Financial markets must constantly guard against credit risk, according to the International Financial Risk Institute. This type of market risk is caused by debtors who cannot meet obligations to pay back loans or make payments on credit accounts, and therefore default or are forced to declare bankruptcy. When a debtor declares bankruptcy, the lender may be able to recover only a portion of the original loan amount. Financial markets attempt to combat credit risk by maintaining stringent requirements for extending credit, such as examining each applicant's credit report for evidence of past financial irresponsibility and maintaining credit score requirements.
Problems of Liquidity
Financial markets also face the problem of liquidity, or difficulty in being able to turn assets into cash. This form of financial risk is caused by one or more financial market participants not having enough cash to meet all financial obligations by the due dates of the accounts. The fear with this type of risk is that failure of one financial market participant, such as a corporation, to meet its financial obligations may expose larger financial problems in the market.
A settlement risk is the chance a creditor takes of a debtor filing for bankruptcy or settling his credit account for less than the full amount owed. This type of financial risk can be caused by a number of factors, from a debtor's own financial circumstances to the terms of a credit account or loan he agreed to repay. A creditor has the right to appeal to the court to not allow a debtor to enter into bankruptcy protection. A creditor may also attempt to secure a judgment against a debtor in an attempt to force the debtor to repay his account.
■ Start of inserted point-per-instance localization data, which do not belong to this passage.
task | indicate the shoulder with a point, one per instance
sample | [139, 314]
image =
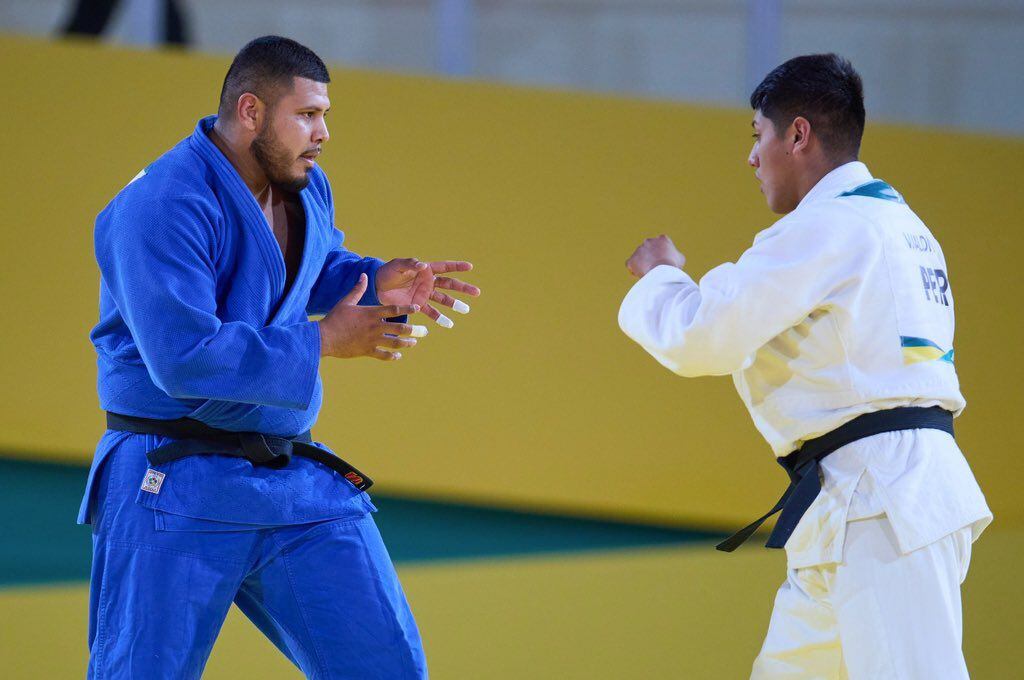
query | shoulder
[175, 184]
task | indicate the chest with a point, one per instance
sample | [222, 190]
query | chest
[288, 223]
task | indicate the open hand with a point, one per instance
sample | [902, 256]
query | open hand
[408, 281]
[349, 330]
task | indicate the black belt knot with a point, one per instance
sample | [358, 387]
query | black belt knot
[193, 437]
[804, 468]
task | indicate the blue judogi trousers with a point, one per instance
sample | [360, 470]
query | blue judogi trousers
[325, 593]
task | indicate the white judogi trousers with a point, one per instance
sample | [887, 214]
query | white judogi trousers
[878, 614]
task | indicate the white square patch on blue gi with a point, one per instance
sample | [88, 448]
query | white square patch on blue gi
[153, 480]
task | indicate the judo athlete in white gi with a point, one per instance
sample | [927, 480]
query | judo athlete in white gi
[206, 489]
[837, 327]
Systemic risk represents the larger financial problems caused by the inability of financial market participants to meet repayment obligations on extensions of credit. The problem is systemic because the inability of one participant to pay may lead to an inability of other participants to meet credit obligations. This domino effect played out in the market during the mortgage crisis of 2009. The rash of foreclosures caused by a lack of payments on mortgage loans led to mortgage companies being unable to meet financial obligations. This spread throughout the market, causing a lockup in liquidity where banks refused to lend money for fear of insurmountable financial risk.